After running it you’ll notice a new directory named quickstart-pytorch has been created. It should have the following structure:

quickstart-pytorch
├── pytorchexample
│   ├── __init__.py
│   ├── client_app.py   # Defines your ClientApp
│   ├── server_app.py   # Defines your ServerApp
│   └── task.py         # Defines your model, training and data loading
├── pyproject.toml      # Project metadata like dependencies and configs
└── README.md

Next, we install the project and its dependencies, which are specified in the pyproject.toml file.

$ cd quickstart-pytorch
$ pip install -e .

Before we dive into federated learning, we’ll take a look at the dataset that we’ll be using for this tutorial, which is the CIFAR-10 dataset, and run a simple centralized training pipeline using PyTorch.

The `CIFAR-10` dataset¶

Federated learning can be applied to many different types of tasks across different domains. In this tutorial, we introduce federated learning by training a simple convolutional neural network (CNN) on the popular CIFAR-10 dataset. CIFAR-10 can be used to train image classifiers that distinguish between images from ten different classes: ‘airplane’, ‘automobile’, ‘bird’, ‘cat’, ‘deer’, ‘dog’, ‘frog’, ‘horse’, ‘ship’, and ‘truck’.

We simulate having multiple datasets from multiple organizations (also called the “cross-silo” setting in federated learning) by splitting the original CIFAR-10 dataset into multiple partitions. Each partition will represent the data from a single organization. We’re doing this purely for experimentation purposes. In the real world there’s no need for data splitting because each organization already has their own data (the data is naturally partitioned).

Each organization will act as a client in the federated learning system. Having ten organizations participate in a federation means having ten clients connected to the federated learning server.

We use the Flower Datasets library (flwr-datasets) to partition CIFAR-10 into ten partitions using FederatedDataset.
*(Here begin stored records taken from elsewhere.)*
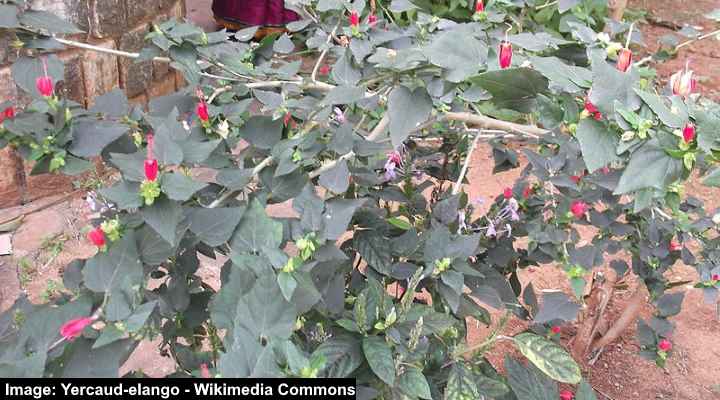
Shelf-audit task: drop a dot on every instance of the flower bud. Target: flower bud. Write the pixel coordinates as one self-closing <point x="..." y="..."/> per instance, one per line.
<point x="689" y="132"/>
<point x="45" y="86"/>
<point x="354" y="19"/>
<point x="624" y="60"/>
<point x="665" y="345"/>
<point x="202" y="111"/>
<point x="505" y="55"/>
<point x="73" y="328"/>
<point x="683" y="83"/>
<point x="507" y="193"/>
<point x="97" y="237"/>
<point x="578" y="208"/>
<point x="566" y="395"/>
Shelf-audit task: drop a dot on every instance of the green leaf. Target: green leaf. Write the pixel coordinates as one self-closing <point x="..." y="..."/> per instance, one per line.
<point x="86" y="362"/>
<point x="514" y="88"/>
<point x="530" y="383"/>
<point x="214" y="226"/>
<point x="407" y="110"/>
<point x="375" y="249"/>
<point x="119" y="267"/>
<point x="379" y="356"/>
<point x="413" y="383"/>
<point x="180" y="187"/>
<point x="164" y="216"/>
<point x="649" y="167"/>
<point x="262" y="132"/>
<point x="343" y="355"/>
<point x="549" y="357"/>
<point x="461" y="383"/>
<point x="256" y="231"/>
<point x="598" y="144"/>
<point x="658" y="106"/>
<point x="337" y="179"/>
<point x="585" y="392"/>
<point x="458" y="51"/>
<point x="91" y="137"/>
<point x="287" y="284"/>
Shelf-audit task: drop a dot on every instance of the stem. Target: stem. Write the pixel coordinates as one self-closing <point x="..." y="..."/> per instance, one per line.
<point x="463" y="171"/>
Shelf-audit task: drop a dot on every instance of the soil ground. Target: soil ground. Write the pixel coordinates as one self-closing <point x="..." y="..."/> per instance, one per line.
<point x="52" y="235"/>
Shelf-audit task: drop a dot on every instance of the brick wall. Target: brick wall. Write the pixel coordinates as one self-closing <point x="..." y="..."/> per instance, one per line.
<point x="115" y="24"/>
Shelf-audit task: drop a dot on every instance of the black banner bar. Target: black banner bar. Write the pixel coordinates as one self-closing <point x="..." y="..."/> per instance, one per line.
<point x="172" y="389"/>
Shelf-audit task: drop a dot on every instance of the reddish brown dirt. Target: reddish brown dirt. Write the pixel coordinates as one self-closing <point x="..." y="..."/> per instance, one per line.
<point x="693" y="372"/>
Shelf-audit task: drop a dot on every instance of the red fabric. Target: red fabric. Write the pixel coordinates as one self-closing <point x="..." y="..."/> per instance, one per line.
<point x="254" y="12"/>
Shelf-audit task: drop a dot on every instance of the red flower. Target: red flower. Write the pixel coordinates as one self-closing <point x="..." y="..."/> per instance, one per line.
<point x="689" y="132"/>
<point x="204" y="371"/>
<point x="682" y="82"/>
<point x="592" y="110"/>
<point x="578" y="208"/>
<point x="73" y="328"/>
<point x="97" y="237"/>
<point x="674" y="246"/>
<point x="44" y="85"/>
<point x="507" y="193"/>
<point x="665" y="345"/>
<point x="151" y="170"/>
<point x="354" y="19"/>
<point x="505" y="56"/>
<point x="372" y="19"/>
<point x="527" y="192"/>
<point x="624" y="60"/>
<point x="9" y="112"/>
<point x="202" y="111"/>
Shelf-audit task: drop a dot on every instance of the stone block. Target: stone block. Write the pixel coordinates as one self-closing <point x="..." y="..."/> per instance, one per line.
<point x="101" y="73"/>
<point x="162" y="87"/>
<point x="11" y="184"/>
<point x="108" y="18"/>
<point x="134" y="77"/>
<point x="73" y="85"/>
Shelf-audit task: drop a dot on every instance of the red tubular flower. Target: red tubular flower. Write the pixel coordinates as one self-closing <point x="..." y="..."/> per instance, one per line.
<point x="97" y="237"/>
<point x="578" y="208"/>
<point x="45" y="86"/>
<point x="73" y="328"/>
<point x="9" y="112"/>
<point x="202" y="111"/>
<point x="507" y="193"/>
<point x="665" y="345"/>
<point x="354" y="19"/>
<point x="624" y="60"/>
<point x="674" y="246"/>
<point x="151" y="170"/>
<point x="505" y="55"/>
<point x="566" y="395"/>
<point x="682" y="82"/>
<point x="204" y="371"/>
<point x="689" y="132"/>
<point x="527" y="192"/>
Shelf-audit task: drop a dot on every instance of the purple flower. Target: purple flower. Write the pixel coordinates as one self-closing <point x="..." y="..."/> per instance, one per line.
<point x="491" y="230"/>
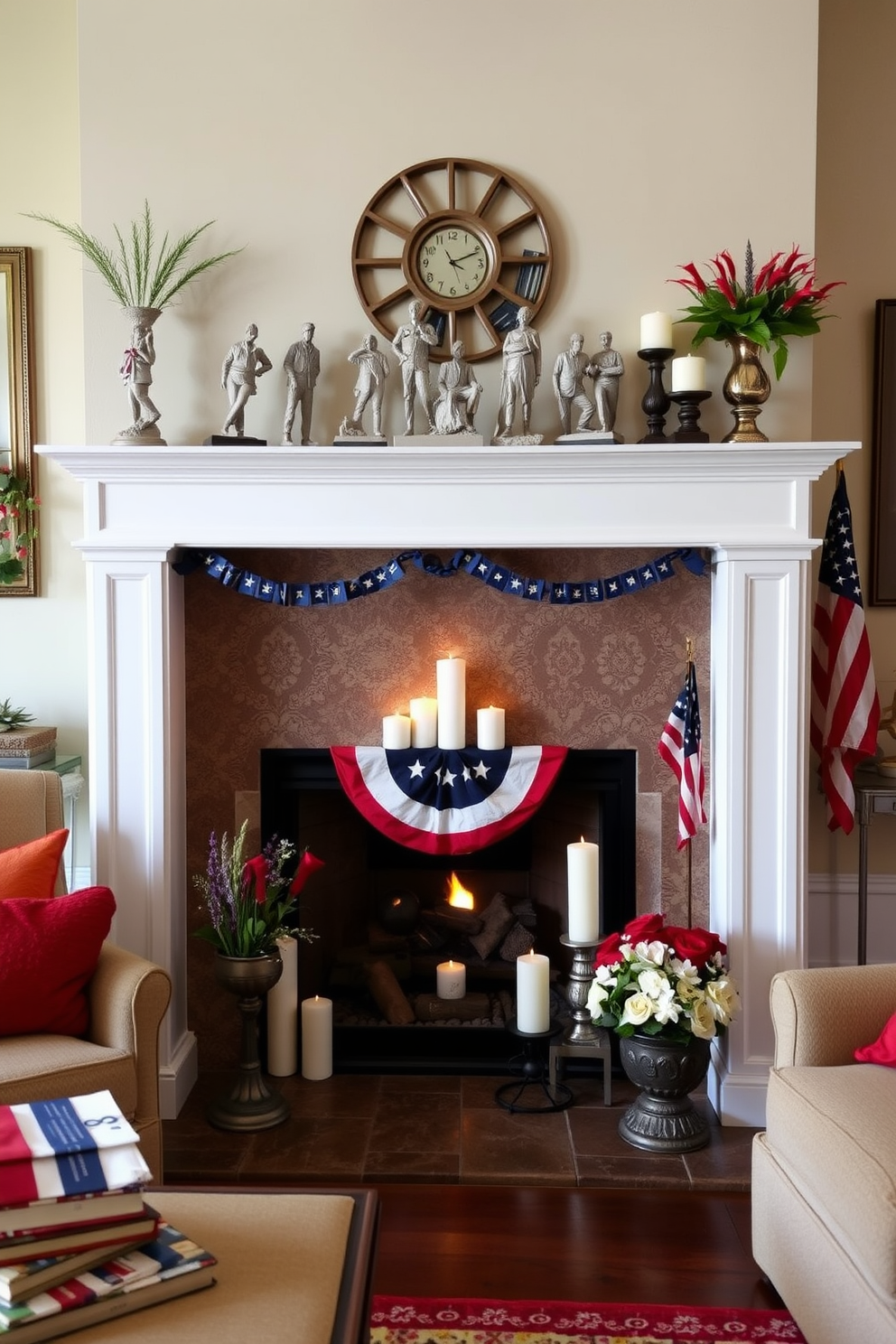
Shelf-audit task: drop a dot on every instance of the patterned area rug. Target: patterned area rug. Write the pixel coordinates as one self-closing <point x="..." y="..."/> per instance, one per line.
<point x="407" y="1320"/>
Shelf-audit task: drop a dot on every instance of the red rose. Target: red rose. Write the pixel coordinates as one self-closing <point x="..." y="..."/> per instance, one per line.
<point x="695" y="945"/>
<point x="645" y="929"/>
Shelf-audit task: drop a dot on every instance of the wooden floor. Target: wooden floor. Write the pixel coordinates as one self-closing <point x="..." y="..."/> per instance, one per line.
<point x="680" y="1247"/>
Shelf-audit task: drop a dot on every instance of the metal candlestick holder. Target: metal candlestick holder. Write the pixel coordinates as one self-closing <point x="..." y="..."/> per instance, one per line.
<point x="656" y="399"/>
<point x="688" y="406"/>
<point x="582" y="1039"/>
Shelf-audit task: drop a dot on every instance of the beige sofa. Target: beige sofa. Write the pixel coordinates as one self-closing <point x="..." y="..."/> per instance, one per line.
<point x="128" y="999"/>
<point x="824" y="1171"/>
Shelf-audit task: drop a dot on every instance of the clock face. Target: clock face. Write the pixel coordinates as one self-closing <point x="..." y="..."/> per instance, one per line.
<point x="453" y="262"/>
<point x="463" y="238"/>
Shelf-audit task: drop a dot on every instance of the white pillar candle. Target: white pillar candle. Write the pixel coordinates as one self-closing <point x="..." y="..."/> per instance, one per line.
<point x="283" y="1013"/>
<point x="656" y="331"/>
<point x="397" y="732"/>
<point x="450" y="980"/>
<point x="424" y="721"/>
<point x="317" y="1038"/>
<point x="490" y="729"/>
<point x="532" y="992"/>
<point x="689" y="374"/>
<point x="583" y="890"/>
<point x="450" y="690"/>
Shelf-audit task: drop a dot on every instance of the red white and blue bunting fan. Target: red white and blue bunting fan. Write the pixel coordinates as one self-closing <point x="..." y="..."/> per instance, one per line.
<point x="448" y="801"/>
<point x="479" y="566"/>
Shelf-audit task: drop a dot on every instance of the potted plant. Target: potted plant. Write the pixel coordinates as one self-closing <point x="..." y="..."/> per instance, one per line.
<point x="758" y="313"/>
<point x="667" y="992"/>
<point x="143" y="277"/>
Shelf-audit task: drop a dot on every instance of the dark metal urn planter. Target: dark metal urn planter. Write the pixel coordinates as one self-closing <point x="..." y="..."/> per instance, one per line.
<point x="664" y="1118"/>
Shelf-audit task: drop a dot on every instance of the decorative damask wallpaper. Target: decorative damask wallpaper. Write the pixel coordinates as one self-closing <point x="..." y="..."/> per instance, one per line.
<point x="602" y="675"/>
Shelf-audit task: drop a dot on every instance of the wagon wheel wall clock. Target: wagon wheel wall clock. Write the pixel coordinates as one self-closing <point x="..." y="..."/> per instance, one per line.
<point x="466" y="239"/>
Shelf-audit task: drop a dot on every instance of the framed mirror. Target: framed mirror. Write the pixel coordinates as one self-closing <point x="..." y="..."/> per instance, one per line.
<point x="16" y="391"/>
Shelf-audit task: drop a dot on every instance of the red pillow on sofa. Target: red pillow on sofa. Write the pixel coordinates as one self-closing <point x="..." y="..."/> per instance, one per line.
<point x="49" y="950"/>
<point x="882" y="1051"/>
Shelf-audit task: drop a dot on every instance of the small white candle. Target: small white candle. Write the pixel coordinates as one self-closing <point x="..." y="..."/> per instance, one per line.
<point x="583" y="891"/>
<point x="689" y="374"/>
<point x="532" y="992"/>
<point x="656" y="331"/>
<point x="317" y="1038"/>
<point x="490" y="729"/>
<point x="424" y="721"/>
<point x="450" y="980"/>
<point x="397" y="732"/>
<point x="450" y="690"/>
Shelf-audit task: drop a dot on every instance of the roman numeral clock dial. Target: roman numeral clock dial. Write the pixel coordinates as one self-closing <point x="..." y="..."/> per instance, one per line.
<point x="465" y="238"/>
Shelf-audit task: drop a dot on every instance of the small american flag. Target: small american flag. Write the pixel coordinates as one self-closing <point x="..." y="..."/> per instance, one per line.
<point x="681" y="748"/>
<point x="845" y="710"/>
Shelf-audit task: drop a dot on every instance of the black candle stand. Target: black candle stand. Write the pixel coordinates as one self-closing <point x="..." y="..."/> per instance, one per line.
<point x="688" y="406"/>
<point x="529" y="1068"/>
<point x="656" y="399"/>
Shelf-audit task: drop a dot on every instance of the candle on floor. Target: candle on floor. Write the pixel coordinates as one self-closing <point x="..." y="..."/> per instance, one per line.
<point x="283" y="1013"/>
<point x="317" y="1038"/>
<point x="397" y="732"/>
<point x="450" y="980"/>
<point x="689" y="374"/>
<point x="532" y="992"/>
<point x="656" y="331"/>
<point x="490" y="729"/>
<point x="583" y="891"/>
<point x="450" y="690"/>
<point x="424" y="721"/>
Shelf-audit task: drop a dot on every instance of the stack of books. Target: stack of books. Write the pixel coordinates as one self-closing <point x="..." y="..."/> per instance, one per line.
<point x="27" y="748"/>
<point x="79" y="1242"/>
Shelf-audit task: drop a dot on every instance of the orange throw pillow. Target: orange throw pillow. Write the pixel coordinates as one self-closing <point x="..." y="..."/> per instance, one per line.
<point x="30" y="868"/>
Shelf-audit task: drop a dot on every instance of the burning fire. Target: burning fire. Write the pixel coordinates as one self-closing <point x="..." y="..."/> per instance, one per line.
<point x="458" y="895"/>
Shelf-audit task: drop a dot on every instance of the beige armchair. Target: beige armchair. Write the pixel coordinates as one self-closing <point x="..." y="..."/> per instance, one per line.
<point x="128" y="999"/>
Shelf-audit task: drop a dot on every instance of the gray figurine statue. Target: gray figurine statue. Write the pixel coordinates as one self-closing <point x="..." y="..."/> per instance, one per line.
<point x="372" y="371"/>
<point x="520" y="374"/>
<point x="606" y="369"/>
<point x="568" y="385"/>
<point x="303" y="364"/>
<point x="458" y="394"/>
<point x="411" y="344"/>
<point x="243" y="366"/>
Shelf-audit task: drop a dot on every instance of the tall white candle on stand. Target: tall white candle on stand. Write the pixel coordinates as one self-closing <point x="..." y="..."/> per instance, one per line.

Using the load_data() function defined in task.py, we will create a small training and test set for each of the ten organizations and wrap each of these into a PyTorch DataLoader:

def load_data(partition_id: int, num_partitions: int, batch_size: int):
    """Load partition CIFAR10 data."""
    # Only initialize `FederatedDataset` once
    global fds
    if fds is None:
        partitioner = IidPartitioner(num_partitions=num_partitions)
        fds = FederatedDataset(
            dataset="uoft-cs/cifar10",
            partitioners={"train": partitioner},
        )
    partition = fds.load_partition(partition_id)
    # Divide data on each node: 80% train, 20% test
    partition_train_test = partition.train_test_split(test_size=0.2, seed=42)
    pytorch_transforms = Compose(
        [ToTensor(), Normalize((0.5, 0.5, 0.5), (0.5, 0.5, 0.5))]
    )

    def apply_transforms(batch):
        """Apply transforms to the partition from FederatedDataset."""
        batch["img"] = [pytorch_transforms(img) for img in batch["img"]]
        return batch

    partition_train_test = partition_train_test.with_transform(apply_transforms)
    trainloader = DataLoader(
        partition_train_test["train"], batch_size=batch_size, shuffle=True
    )
    testloader = DataLoader(partition_train_test["test"], batch_size=batch_size)
    return trainloader, testloader

We now have a function that can return a training set and validation set (trainloader and valloader) representing one dataset from one of ten different organizations. Each trainloader/valloader pair contains 4000 training examples and 1000 validation examples. There’s also a single testloader (we did not split the test set). Again, this is only necessary for building research or educational systems, actual federated learning systems have their data naturally distributed across multiple partitions.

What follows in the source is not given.